Souveraineté du Canada, souveraineté du Québec


Mathieu Bock-Côté
Je voudrais bien, de temps en temps, m’éloigner de la question nationale, et faire semblant que le Québec est un pays normal, mais je vous mentirais.
Et je sais bien que cette question ne passionne pas toujours. Mais c’est parce que nous préférons nous mettre la tête dans le sable.
Nous avons cette étrange manie, au Québec, de croire qu’un problème disparaît dès lors qu’on cesse d’y penser. Mais la question nationale toujours nous rattrape.
Et cette fois-ci, elle nous rattrape avec les grands sparages monarchiques venus de Londres. Ils ont au moins la vertu de nous rappeler la nature de la profonde hypocrisie canadienne.
Je fais le bilan des derniers mois.
Identité
On a appris que la souveraineté canadienne était en danger. Et que c’était terrible.
Le Canada devait à tout prix conserver sa souveraineté, son indépendance. C’était une nécessité vitale. Il fallait même faire des sacrifices économiques pour sauver l’indépendance canadienne, si nécessaire. L’indépendance, pour une nation, est plus importante que tout.
Très bien. Mais pourquoi est-ce vrai pour la souveraineté du Canada, mais pas pour la souveraineté du Québec? Nos fédéralistes s’obstinent à ne pas répondre à cette question simple, car ils savent leur position indéfendable.
Ils seraient alors obligés d’avouer qu’ils ont une forme de mépris pour le Québec. Qu’ils jugent l’indépendance bonne pour le Canada, le Maroc, l’Irlande, et tant d’autres pays, mais pas pour le Québec.
On a appris aussi qu’on pouvait et devait même défendre l’identité canadienne. Qu’il fallait même consacrer un ministère à cela. Un ministère de l’identité canadienne. Pourquoi pas, si cela permet aux Canadiens d’enfin savoir qui ils sont. J’entends par là s’ils sont capables de se définir au-delà du fait de ne pas être des Américains.
Mais que dirait-on devant un éventuel ministère de l’identité québécoise?
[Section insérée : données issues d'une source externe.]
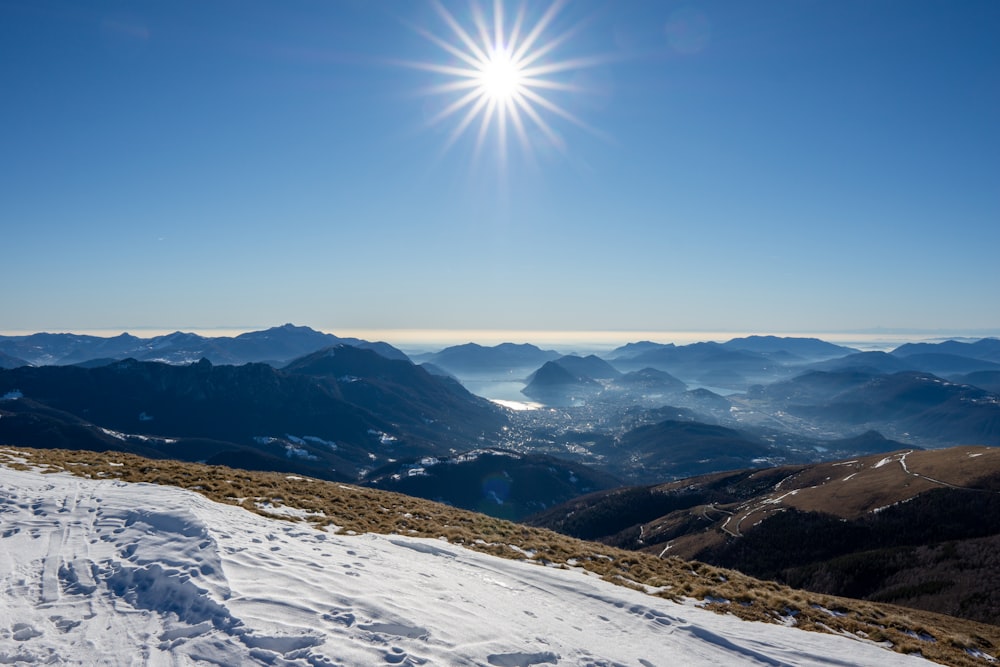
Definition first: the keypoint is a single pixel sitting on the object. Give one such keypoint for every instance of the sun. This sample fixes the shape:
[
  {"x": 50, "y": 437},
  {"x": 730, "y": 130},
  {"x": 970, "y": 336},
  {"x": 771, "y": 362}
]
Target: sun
[{"x": 500, "y": 78}]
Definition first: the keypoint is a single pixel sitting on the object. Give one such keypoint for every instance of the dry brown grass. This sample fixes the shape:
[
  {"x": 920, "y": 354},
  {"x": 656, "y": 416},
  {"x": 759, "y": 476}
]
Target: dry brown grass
[{"x": 359, "y": 510}]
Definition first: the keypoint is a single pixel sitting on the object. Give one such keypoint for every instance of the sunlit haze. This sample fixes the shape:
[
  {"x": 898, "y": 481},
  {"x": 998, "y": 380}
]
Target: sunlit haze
[{"x": 426, "y": 171}]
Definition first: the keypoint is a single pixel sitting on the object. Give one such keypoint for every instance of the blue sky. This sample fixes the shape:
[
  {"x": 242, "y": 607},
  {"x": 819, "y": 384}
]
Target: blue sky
[{"x": 727, "y": 166}]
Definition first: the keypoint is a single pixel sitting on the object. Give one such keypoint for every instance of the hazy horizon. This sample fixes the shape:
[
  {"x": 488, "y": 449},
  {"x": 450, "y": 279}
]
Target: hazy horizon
[
  {"x": 426, "y": 340},
  {"x": 531, "y": 166}
]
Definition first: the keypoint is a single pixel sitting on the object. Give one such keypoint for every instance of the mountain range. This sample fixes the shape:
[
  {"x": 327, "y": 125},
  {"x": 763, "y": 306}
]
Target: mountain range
[
  {"x": 915, "y": 528},
  {"x": 333, "y": 414},
  {"x": 105, "y": 571},
  {"x": 276, "y": 346}
]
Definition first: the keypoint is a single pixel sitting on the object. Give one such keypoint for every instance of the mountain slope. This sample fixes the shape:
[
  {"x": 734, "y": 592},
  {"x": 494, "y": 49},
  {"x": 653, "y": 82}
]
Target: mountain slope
[
  {"x": 314, "y": 424},
  {"x": 108, "y": 570},
  {"x": 877, "y": 527},
  {"x": 275, "y": 345}
]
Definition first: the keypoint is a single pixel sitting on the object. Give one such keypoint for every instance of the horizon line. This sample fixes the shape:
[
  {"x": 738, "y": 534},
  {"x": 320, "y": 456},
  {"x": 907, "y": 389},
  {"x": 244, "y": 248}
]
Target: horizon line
[{"x": 423, "y": 338}]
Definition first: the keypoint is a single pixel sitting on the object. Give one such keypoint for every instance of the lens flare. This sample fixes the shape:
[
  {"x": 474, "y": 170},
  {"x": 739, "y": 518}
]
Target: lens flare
[{"x": 499, "y": 76}]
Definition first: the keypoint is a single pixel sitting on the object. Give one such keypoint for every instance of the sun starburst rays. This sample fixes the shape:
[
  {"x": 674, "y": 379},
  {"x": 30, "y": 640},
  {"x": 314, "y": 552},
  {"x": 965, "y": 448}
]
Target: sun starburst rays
[{"x": 499, "y": 80}]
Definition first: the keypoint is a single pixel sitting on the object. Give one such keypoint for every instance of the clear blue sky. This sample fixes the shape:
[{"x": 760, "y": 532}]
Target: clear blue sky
[{"x": 773, "y": 166}]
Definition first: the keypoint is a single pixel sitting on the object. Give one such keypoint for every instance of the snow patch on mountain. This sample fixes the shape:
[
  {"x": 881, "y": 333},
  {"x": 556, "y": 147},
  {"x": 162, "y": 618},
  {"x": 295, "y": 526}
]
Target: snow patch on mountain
[{"x": 107, "y": 572}]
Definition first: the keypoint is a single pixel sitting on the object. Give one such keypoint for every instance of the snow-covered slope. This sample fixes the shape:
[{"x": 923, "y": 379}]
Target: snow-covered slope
[{"x": 110, "y": 573}]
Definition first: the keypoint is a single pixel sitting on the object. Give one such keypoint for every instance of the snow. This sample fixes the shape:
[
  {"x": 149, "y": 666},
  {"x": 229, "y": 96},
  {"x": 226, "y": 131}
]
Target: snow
[{"x": 106, "y": 572}]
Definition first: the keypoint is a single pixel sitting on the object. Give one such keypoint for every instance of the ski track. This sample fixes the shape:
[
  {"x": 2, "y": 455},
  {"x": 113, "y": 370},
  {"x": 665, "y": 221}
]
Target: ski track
[{"x": 104, "y": 572}]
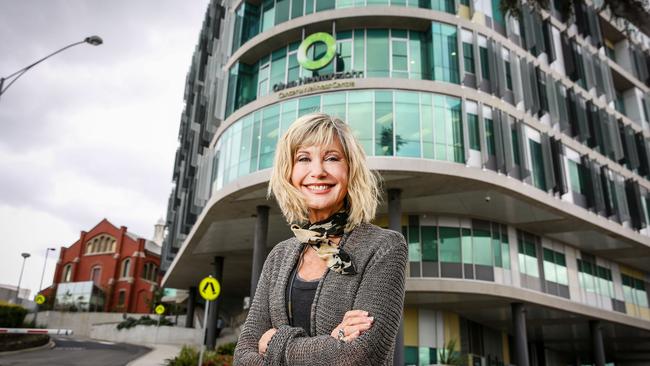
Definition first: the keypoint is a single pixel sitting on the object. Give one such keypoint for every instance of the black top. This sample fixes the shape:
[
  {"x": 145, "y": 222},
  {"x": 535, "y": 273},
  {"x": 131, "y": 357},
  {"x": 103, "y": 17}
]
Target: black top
[{"x": 302, "y": 296}]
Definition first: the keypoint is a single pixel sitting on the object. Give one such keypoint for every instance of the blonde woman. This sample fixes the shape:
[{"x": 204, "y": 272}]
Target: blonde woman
[{"x": 334, "y": 293}]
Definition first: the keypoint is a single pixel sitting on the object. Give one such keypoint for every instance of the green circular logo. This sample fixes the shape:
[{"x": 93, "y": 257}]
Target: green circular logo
[{"x": 321, "y": 62}]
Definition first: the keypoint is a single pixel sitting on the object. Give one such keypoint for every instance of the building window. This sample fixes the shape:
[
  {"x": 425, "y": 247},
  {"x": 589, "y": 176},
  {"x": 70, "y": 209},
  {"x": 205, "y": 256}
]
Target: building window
[
  {"x": 634, "y": 291},
  {"x": 468, "y": 57},
  {"x": 126, "y": 267},
  {"x": 485, "y": 66},
  {"x": 67, "y": 273},
  {"x": 474, "y": 133},
  {"x": 121, "y": 298},
  {"x": 101, "y": 244},
  {"x": 445, "y": 52},
  {"x": 528, "y": 254},
  {"x": 555, "y": 267},
  {"x": 95, "y": 274}
]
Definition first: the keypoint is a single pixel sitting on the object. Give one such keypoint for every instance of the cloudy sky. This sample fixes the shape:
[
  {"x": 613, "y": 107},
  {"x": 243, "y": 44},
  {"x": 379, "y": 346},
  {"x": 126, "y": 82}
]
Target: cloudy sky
[{"x": 90, "y": 133}]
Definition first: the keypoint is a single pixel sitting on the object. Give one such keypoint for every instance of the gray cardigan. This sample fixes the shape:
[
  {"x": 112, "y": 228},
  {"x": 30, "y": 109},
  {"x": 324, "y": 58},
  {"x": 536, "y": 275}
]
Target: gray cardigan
[{"x": 380, "y": 258}]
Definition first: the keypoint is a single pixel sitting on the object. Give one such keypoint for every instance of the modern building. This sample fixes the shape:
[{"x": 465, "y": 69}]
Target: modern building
[
  {"x": 107, "y": 269},
  {"x": 515, "y": 155}
]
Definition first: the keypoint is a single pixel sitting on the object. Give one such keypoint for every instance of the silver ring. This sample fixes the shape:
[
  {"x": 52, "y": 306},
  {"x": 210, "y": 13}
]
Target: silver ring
[{"x": 341, "y": 334}]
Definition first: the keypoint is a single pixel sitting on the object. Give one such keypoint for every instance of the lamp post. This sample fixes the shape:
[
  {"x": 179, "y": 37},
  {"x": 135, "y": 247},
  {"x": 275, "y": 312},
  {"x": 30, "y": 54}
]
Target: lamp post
[
  {"x": 20, "y": 279},
  {"x": 40, "y": 285},
  {"x": 47, "y": 251},
  {"x": 92, "y": 40}
]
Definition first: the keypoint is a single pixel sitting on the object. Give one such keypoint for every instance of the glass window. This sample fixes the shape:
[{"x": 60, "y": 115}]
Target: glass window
[
  {"x": 489, "y": 136},
  {"x": 360, "y": 118},
  {"x": 399, "y": 58},
  {"x": 429, "y": 244},
  {"x": 539, "y": 177},
  {"x": 407, "y": 126},
  {"x": 528, "y": 255},
  {"x": 308, "y": 105},
  {"x": 485, "y": 66},
  {"x": 426, "y": 125},
  {"x": 450, "y": 244},
  {"x": 334, "y": 105},
  {"x": 377, "y": 43},
  {"x": 509, "y": 76},
  {"x": 384, "y": 123},
  {"x": 445, "y": 52},
  {"x": 344, "y": 55},
  {"x": 468, "y": 57},
  {"x": 482, "y": 248},
  {"x": 474, "y": 133}
]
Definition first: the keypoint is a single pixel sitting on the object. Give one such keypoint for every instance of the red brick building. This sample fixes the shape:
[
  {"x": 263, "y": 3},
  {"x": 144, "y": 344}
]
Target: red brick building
[{"x": 107, "y": 269}]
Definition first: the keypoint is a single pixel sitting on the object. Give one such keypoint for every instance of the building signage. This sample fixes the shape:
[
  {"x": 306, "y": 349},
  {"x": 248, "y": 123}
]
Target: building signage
[{"x": 314, "y": 65}]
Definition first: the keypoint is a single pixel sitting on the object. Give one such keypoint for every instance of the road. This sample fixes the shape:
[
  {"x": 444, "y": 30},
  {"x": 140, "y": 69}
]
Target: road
[{"x": 72, "y": 352}]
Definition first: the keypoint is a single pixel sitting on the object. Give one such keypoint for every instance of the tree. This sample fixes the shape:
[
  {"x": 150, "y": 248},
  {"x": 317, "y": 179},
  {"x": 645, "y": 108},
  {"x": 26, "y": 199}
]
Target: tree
[{"x": 634, "y": 11}]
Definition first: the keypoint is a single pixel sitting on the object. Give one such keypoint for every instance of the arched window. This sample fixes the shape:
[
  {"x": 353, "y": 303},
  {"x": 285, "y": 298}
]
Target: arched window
[
  {"x": 67, "y": 273},
  {"x": 126, "y": 267},
  {"x": 96, "y": 274}
]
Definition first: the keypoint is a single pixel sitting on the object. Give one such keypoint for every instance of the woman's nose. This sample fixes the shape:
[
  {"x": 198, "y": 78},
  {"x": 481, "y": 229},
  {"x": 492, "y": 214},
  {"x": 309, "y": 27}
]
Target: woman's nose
[{"x": 317, "y": 169}]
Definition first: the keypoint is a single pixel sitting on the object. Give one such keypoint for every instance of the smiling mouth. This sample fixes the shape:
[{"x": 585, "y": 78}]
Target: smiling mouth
[{"x": 319, "y": 187}]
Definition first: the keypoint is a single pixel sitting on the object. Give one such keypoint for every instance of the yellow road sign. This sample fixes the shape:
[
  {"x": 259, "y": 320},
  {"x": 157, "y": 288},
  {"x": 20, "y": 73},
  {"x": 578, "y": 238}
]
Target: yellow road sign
[{"x": 209, "y": 288}]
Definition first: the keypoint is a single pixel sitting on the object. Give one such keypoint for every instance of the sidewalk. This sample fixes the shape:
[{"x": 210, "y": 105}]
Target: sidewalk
[{"x": 157, "y": 356}]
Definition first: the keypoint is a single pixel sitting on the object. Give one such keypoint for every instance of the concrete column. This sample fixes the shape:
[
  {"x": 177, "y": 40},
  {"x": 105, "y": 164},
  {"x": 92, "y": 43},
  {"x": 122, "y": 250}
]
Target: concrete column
[
  {"x": 213, "y": 315},
  {"x": 598, "y": 348},
  {"x": 395, "y": 223},
  {"x": 259, "y": 246},
  {"x": 191, "y": 304},
  {"x": 520, "y": 336}
]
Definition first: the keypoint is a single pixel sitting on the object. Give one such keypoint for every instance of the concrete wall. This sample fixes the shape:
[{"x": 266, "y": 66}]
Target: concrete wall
[{"x": 142, "y": 334}]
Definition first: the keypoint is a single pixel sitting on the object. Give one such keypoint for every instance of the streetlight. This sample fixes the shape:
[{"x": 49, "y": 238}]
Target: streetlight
[
  {"x": 47, "y": 251},
  {"x": 92, "y": 40},
  {"x": 20, "y": 279}
]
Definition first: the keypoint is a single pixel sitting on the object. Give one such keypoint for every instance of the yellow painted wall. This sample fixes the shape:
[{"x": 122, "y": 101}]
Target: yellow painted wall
[
  {"x": 452, "y": 328},
  {"x": 411, "y": 327},
  {"x": 506, "y": 347}
]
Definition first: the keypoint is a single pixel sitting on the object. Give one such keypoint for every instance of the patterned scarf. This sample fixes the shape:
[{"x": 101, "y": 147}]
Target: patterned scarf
[{"x": 317, "y": 236}]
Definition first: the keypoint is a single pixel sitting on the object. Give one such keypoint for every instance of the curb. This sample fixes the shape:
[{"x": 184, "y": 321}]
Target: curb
[
  {"x": 49, "y": 345},
  {"x": 133, "y": 362}
]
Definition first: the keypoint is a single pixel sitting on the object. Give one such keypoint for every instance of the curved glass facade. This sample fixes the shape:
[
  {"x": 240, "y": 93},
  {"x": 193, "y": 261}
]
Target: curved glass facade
[
  {"x": 252, "y": 19},
  {"x": 386, "y": 122},
  {"x": 385, "y": 53}
]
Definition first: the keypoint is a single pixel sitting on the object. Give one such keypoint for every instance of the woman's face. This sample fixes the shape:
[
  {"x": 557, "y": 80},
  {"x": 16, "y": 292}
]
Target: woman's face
[{"x": 320, "y": 173}]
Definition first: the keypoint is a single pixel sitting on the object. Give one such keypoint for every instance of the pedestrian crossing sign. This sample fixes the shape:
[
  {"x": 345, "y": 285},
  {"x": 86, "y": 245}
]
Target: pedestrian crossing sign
[{"x": 209, "y": 288}]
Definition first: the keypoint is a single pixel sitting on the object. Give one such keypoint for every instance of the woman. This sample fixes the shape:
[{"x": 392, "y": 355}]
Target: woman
[{"x": 333, "y": 294}]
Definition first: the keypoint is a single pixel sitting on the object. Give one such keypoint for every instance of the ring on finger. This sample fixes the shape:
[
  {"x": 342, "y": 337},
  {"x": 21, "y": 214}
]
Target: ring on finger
[{"x": 341, "y": 334}]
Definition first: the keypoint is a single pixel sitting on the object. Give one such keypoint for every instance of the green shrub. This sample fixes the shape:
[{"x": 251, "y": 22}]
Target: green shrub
[
  {"x": 15, "y": 342},
  {"x": 189, "y": 356},
  {"x": 12, "y": 316},
  {"x": 227, "y": 349},
  {"x": 131, "y": 322}
]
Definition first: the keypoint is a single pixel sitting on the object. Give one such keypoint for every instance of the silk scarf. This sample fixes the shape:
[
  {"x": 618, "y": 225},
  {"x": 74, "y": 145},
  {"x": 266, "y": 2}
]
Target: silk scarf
[{"x": 318, "y": 235}]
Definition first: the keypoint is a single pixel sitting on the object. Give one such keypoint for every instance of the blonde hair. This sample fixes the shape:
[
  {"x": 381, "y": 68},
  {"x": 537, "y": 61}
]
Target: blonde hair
[{"x": 321, "y": 129}]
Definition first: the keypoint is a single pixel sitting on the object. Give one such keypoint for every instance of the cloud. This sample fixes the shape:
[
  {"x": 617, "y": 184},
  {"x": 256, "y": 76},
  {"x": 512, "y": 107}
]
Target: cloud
[{"x": 90, "y": 133}]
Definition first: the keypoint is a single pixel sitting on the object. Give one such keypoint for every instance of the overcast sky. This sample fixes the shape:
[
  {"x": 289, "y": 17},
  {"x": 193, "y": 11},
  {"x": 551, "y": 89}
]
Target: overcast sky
[{"x": 90, "y": 133}]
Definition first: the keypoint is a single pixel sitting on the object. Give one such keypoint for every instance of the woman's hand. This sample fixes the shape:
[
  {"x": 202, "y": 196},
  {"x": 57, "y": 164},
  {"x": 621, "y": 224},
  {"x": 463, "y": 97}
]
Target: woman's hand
[
  {"x": 354, "y": 323},
  {"x": 263, "y": 343}
]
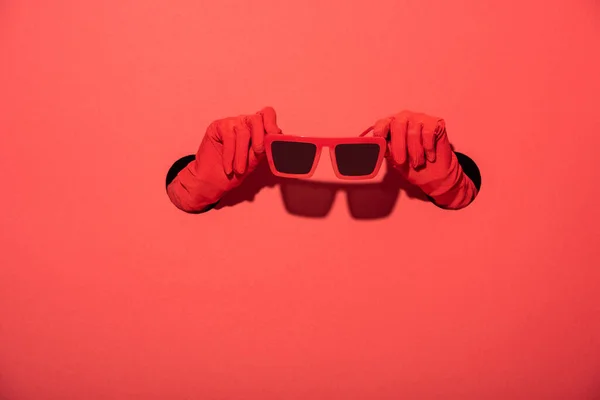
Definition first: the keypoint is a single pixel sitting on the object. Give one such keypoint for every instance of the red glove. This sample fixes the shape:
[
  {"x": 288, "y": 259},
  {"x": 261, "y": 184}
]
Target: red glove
[
  {"x": 419, "y": 148},
  {"x": 230, "y": 150}
]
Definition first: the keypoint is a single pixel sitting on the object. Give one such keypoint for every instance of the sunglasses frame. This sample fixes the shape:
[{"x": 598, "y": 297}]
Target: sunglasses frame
[{"x": 331, "y": 143}]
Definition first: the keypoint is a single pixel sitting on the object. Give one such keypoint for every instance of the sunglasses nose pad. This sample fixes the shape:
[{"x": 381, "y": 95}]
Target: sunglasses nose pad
[{"x": 323, "y": 170}]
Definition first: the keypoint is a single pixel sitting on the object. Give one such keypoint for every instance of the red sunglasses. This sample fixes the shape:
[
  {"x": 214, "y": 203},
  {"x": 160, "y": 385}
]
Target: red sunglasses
[{"x": 352, "y": 158}]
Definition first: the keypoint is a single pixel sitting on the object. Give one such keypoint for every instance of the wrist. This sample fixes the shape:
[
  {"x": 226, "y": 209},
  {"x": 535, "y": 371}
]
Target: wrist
[
  {"x": 191, "y": 192},
  {"x": 455, "y": 190}
]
On hurlerait à l’exclusion, à la discrimination.
On a appris qu’il était légitime d’en appeler à l’histoire canadienne pour défendre la souveraineté du pays. Au point même, je le disais, d’en appeler à un passé lointain, aux racines britanniques, à la monarchie. Et que ce ne serait pas discriminatoire.
Histoire
Inversement, si le Québec fait appel à son histoire, on l’accuse de s’enfermer dans le passé.
Ainsi, s’il rappelle que, de son point de vue, la couronne anglaise représente une histoire d’oppression, de domination, d’assimilation, on lui répond qu’il devrait tourner la page.
De même, il ne lui est pas vraiment permis de référer à l’histoire de la Nouvelle-France, qui est pourtant sa véritable histoire fondatrice, celle où notre peuple a pris racine et pris forme, et où on trouve encore aujourd’hui les fondements de son identité.
Nos fédéralistes se rendent-ils compte de leur hypocrisie? Pour certains, je n’en doute pas. Ils servent un régime étranger, et ils y trouvent des avantages matériels.
Mais les autres? Ceux pour qui le Canada est davantage une habitude qu’un choix? Est-ce qu’ils se réveilleront?